Radio Controlled Vehicles


Radio controlled vehicles are well known, especially for toy models of automobiles airplanes, boats and helicopters. Examples are a toy motorcycle U.S. Pat. No. 5,709,583 and a motor vehicle U.S. Pat. No. 4,213,270 both of which are incorporated herein by reference.


Arduino® Programmable Microcontrollers


Arduino® programmable microcontrollers are known in the prior art. Arduino® is a registered trademark of Arduino, LLC and refers in general to microcontrollers and microcontroller modules. The Arduino® programmable microcontroller is an open-source electronics prototyping platform based on flexible, easy-to-use hardware and software.


The Arduino® programmable microcontroller hardware includes an open-source circuit board with a microprocessor and input/output (I/O) pins for communication and controlling physical objects (LED, servos, buttons, etc.). The board will typically be powered via USB or an external power supply which in turn allows it to power other hardware and sensors.


The Arduino® programmable microcontroller also has an open-source software component which is similar to C++. The Arduino® programmable microcontroller integrated development environment (IDE) allows code to be written, compiled, and uploaded to the Arduino® programmable microcontroller for stand alone use in prototyping and projects.


The Arduino® programmable microcontroller is intended to be relatively easy to use to let artists, designers, inventors, and makers freely develop their ideas into real objects.

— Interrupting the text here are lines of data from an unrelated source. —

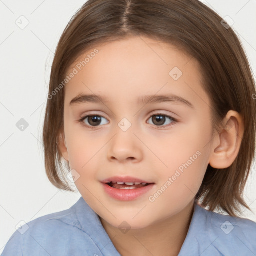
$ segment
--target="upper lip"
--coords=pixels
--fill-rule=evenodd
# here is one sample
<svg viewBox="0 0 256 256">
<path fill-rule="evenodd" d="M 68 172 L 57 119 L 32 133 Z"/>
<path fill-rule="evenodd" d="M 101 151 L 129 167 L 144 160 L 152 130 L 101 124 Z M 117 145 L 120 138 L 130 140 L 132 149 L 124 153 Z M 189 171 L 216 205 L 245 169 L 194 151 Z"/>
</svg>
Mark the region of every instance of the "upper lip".
<svg viewBox="0 0 256 256">
<path fill-rule="evenodd" d="M 137 178 L 134 177 L 130 177 L 130 176 L 126 176 L 125 177 L 115 176 L 114 177 L 106 178 L 104 180 L 102 180 L 102 182 L 105 184 L 110 183 L 110 182 L 140 182 L 140 183 L 148 183 L 148 184 L 153 183 L 146 180 L 140 180 L 140 178 Z"/>
</svg>

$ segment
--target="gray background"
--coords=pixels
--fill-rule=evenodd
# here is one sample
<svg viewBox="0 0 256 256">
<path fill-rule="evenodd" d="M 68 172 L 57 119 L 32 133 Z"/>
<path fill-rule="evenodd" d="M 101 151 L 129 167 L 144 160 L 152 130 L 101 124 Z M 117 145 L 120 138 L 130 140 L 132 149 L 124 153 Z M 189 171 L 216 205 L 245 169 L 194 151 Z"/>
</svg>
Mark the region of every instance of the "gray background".
<svg viewBox="0 0 256 256">
<path fill-rule="evenodd" d="M 68 209 L 81 196 L 61 191 L 48 180 L 42 131 L 54 52 L 68 22 L 86 2 L 0 0 L 0 254 L 20 221 Z M 202 2 L 234 22 L 232 28 L 255 70 L 256 0 Z M 16 24 L 22 18 L 23 26 L 29 22 L 24 29 Z M 23 132 L 16 126 L 21 118 L 28 124 Z M 254 214 L 255 170 L 244 193 Z M 256 222 L 250 212 L 244 214 Z"/>
</svg>

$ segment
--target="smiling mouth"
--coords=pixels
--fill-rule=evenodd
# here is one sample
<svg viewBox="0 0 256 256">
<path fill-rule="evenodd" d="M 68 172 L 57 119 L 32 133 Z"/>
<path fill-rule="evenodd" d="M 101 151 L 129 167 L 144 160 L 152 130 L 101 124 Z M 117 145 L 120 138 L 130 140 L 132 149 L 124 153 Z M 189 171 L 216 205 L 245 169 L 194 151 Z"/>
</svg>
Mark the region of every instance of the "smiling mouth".
<svg viewBox="0 0 256 256">
<path fill-rule="evenodd" d="M 140 188 L 148 186 L 152 183 L 141 183 L 140 182 L 110 182 L 106 183 L 112 188 L 118 188 L 119 190 L 134 190 L 136 188 Z"/>
</svg>

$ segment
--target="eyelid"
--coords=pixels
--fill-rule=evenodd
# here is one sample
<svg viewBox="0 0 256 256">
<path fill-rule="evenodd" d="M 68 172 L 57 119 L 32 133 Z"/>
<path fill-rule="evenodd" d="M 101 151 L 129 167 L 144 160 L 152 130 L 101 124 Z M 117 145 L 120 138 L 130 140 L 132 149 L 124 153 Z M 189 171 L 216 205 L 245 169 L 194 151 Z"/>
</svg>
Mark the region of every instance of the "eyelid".
<svg viewBox="0 0 256 256">
<path fill-rule="evenodd" d="M 165 126 L 154 126 L 157 129 L 164 129 L 164 128 L 168 128 L 170 126 L 172 126 L 176 124 L 176 123 L 178 122 L 179 121 L 178 121 L 178 120 L 177 118 L 173 118 L 172 115 L 170 115 L 170 114 L 164 114 L 163 112 L 164 111 L 164 110 L 156 110 L 156 112 L 154 112 L 152 113 L 151 113 L 150 114 L 150 116 L 148 117 L 148 118 L 146 120 L 148 121 L 150 118 L 152 118 L 152 116 L 166 116 L 168 118 L 170 119 L 172 121 L 172 123 L 171 124 L 167 124 L 167 125 L 165 125 Z M 96 114 L 96 113 L 94 113 L 94 112 L 86 113 L 86 114 L 83 115 L 78 120 L 78 122 L 82 122 L 82 124 L 85 126 L 86 128 L 92 128 L 92 129 L 96 129 L 96 128 L 97 128 L 97 127 L 100 127 L 101 126 L 88 126 L 88 124 L 86 124 L 84 123 L 84 121 L 87 118 L 90 117 L 90 116 L 98 116 L 102 117 L 102 118 L 104 118 L 105 119 L 108 120 L 108 122 L 110 122 L 110 120 L 108 120 L 108 118 L 106 118 L 106 117 L 105 117 L 104 116 L 104 115 L 101 114 Z"/>
</svg>

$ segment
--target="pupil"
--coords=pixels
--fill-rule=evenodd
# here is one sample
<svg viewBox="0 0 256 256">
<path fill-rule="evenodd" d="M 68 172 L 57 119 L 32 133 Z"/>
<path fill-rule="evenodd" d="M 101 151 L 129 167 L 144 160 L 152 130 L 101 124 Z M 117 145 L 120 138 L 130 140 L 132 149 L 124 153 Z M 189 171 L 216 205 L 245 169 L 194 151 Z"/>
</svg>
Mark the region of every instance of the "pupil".
<svg viewBox="0 0 256 256">
<path fill-rule="evenodd" d="M 92 120 L 92 124 L 90 123 L 90 120 Z M 97 124 L 100 124 L 100 121 L 101 121 L 100 116 L 89 116 L 88 118 L 88 122 L 89 122 L 89 124 L 90 125 L 93 126 L 96 126 Z"/>
<path fill-rule="evenodd" d="M 153 122 L 154 120 L 156 120 L 156 124 L 163 124 L 165 122 L 166 118 L 162 116 L 155 116 L 155 117 L 153 118 Z"/>
</svg>

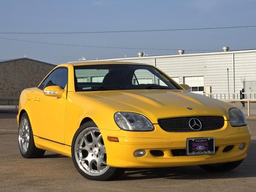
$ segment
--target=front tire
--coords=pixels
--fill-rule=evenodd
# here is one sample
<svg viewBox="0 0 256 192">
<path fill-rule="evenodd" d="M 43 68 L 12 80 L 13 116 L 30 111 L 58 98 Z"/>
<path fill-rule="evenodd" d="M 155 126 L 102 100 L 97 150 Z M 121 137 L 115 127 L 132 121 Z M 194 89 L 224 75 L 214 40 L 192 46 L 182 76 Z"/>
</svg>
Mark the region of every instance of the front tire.
<svg viewBox="0 0 256 192">
<path fill-rule="evenodd" d="M 41 158 L 45 152 L 35 145 L 31 124 L 26 113 L 22 115 L 20 120 L 18 141 L 20 151 L 24 158 Z"/>
<path fill-rule="evenodd" d="M 201 165 L 199 166 L 202 168 L 210 172 L 221 172 L 228 171 L 237 167 L 243 161 L 243 159 L 237 161 L 232 161 L 227 163 L 216 163 L 208 165 Z"/>
<path fill-rule="evenodd" d="M 115 179 L 125 171 L 106 164 L 107 154 L 102 136 L 92 121 L 82 125 L 72 141 L 72 160 L 78 172 L 91 180 L 104 181 Z"/>
</svg>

Arduino Uno Microcontroller


The Arduino Uno has 14 digital input/output pins (of which 6 can be used as PWM outputs), 6 analog inputs, a 16 MHz ceramic resonator, a USB connection, a power jack, an ICSP header, and a reset button. It contains everything needed to support the microcontroller; simply connect it to a computer with a USB cable or power it with a AC-to-DC adapter or battery to get started.


Smartphones


A smartphone is a mobile phone built on a mobile operating system, with more advanced computing capability and connectivity than a feature phone. Recent models have added the functionality of portable media players, low-end compact digital cameras, pocket video cameras, and GPS navigation units to form one multi-use device. Many modern smartphones also include high-resolution touchscreens and web browsers that display standard web pages as well as mobile-optimized sites. The mobile operating systems used by modern smartphones include Google's Android, Apple's iOS, Symbian, Blackberry Ltd's BlackBerry 10, Samsung's Bada, Microsoft's Windows Phone, Hewlett-Packard's webOS, and embedded Linux distributions such as Maemo and MeeGo. Such operating systems can be installed on many different phone models, and typically each device can receive multiple OS software updates over its lifetime.


Mobile Applications


A Mobile application (also commonly known as Mobile App or an App) is a piece of software installed on a computing device. A mobile app is usually run on a smartphone or other mobile electronic device. It is also possible to run an app on a more stationary type device such as a desktop or laptop computer. The currently popular iPhone smart phone is equipped with a GPS system, a compass and an accelerometer. iPhone is a registered trademark of Apple, Inc. Tools are available from Apple to prepare applications providing remote control of systems and devices via the Internet and WiFi, cellular systems and other wireless communication networks.


Ad Hoc Wi-Fi Networks


An ad hoc Wi-Fi network is a type of temporary computer-to-computer connection. In ad hoc mode, a wireless connection is set up directly to another computer without having to connect to a wireless access point or router.


What is needed is an improved remotely controlled vehicle.


SUMMARY OF THE INVENTION

The present invention provides a remotely controlled vehicle for receiving control instructions and data from a remote control device and for transmitting control instructions and data back to said remote control device. The vehicle includes a radio antenna adapted for communication with a smart phone, a transceiver, compass unit, a GPS unit, an electric power source, a servo controlled drive motor, a programmable microcontroller (including sensors) and a servo controlled steering motor.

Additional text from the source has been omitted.